Old stories like this always amaze us. We love nothing more, than when people come in our office and start reminiscing. We recently sat down with a few seniors from the area. Marilyn Seibel, of Harvey, was recently one of them. She told of raising kids "back then". Her first comment was, "Id probably be in jail today!" She told a memory of putting her two babies in the loader of the tractor she was using to pick rocks. She had to get the work done, and more often than not, the babies had to come along. She laid down a blanket and toys and tucked them in the loader as she slowly drove the field, stopping to give them milk or change a diaper. There was another time, she had to round up the cows for milking, as milking was her job in the summer. Her husband would be busy farming and she had to tend to the cows, "her babies", she recalled. She was chasing the cattle across a stream and up a huge hill on foot with a baby under each arm. Once up the hill, the cows got spooked and ran down the to the other side of the stream. After all that, all Marilyn could do, was cry. She also talked of the long days, which wouldn't end until they had supper at 11pm, when they finally got to rest. The kids were fed earlier and put to bed.

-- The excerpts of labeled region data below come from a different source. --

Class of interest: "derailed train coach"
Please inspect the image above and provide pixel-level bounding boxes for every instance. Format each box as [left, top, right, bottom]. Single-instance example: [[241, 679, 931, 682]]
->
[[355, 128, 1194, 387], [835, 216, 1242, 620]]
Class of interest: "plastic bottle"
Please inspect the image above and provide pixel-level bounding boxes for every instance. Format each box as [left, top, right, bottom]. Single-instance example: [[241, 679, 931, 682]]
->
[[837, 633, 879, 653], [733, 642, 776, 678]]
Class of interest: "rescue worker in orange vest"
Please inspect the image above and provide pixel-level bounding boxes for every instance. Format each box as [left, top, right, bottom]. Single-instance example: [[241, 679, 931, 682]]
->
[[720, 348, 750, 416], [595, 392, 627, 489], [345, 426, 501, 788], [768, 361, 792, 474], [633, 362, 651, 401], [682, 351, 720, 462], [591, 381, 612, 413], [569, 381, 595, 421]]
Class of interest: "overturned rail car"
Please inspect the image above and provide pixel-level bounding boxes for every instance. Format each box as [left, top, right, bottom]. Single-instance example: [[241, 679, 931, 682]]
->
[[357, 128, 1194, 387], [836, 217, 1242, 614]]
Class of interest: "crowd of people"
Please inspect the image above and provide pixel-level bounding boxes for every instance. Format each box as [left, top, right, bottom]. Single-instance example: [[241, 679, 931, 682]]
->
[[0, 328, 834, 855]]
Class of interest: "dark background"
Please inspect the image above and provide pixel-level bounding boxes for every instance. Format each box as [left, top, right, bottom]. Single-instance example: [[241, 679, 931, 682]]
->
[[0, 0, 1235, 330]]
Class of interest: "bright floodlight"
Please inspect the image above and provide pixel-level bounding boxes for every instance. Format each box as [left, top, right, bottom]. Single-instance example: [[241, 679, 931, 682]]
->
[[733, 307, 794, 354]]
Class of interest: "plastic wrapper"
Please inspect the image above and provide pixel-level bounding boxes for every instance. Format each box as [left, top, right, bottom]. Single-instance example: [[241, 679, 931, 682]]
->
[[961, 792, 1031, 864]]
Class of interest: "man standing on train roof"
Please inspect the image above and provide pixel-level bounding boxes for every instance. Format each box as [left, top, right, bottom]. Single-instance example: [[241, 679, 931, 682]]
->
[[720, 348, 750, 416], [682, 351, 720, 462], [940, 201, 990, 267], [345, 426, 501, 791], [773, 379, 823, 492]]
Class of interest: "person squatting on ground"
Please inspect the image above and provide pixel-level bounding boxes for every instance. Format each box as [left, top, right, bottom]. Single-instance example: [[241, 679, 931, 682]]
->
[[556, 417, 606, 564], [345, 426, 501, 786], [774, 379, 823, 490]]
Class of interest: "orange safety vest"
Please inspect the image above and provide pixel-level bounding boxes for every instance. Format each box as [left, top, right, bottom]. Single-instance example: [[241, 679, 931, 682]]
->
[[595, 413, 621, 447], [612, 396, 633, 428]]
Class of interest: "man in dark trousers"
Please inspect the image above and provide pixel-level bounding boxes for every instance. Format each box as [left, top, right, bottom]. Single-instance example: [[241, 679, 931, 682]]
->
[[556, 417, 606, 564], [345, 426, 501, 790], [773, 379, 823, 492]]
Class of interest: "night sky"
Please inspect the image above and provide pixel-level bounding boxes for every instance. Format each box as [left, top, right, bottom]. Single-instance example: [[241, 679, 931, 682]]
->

Another area senior recalls not going to school the first few weeks in the fall. That was harvest time and nothing was more important than getting the crop off. He told of harder times, when harvest would take twice as long as it does today. They would cut and set up bundles of grain and after sitting to dry, thrashing machines would come along to pick them up. Another memory he had was the "cook car". In the middle of harvest, there was not time to stop and leave the fields for lunch, so "mother" would spend the morning cooking for everyone and drive her car full of food out to the field and drive right along side the machines to feed the crew. Another gentleman we spoke to had memories of his family’s bible studies. They wouldn't start the day or end the day with readings from the bible. Their days would start at sun up and rarely did they get breaks. He spoke of his 300 head of cattle that he took care of by himself for 30 years. He was very proud of that fact. Sitting down and listening to the "good old days" is something everyone should experience and we encourage people to stop in at the local nursing homes or the senior centers or even just visit elderly family members. They hold keys to the past that no one else does.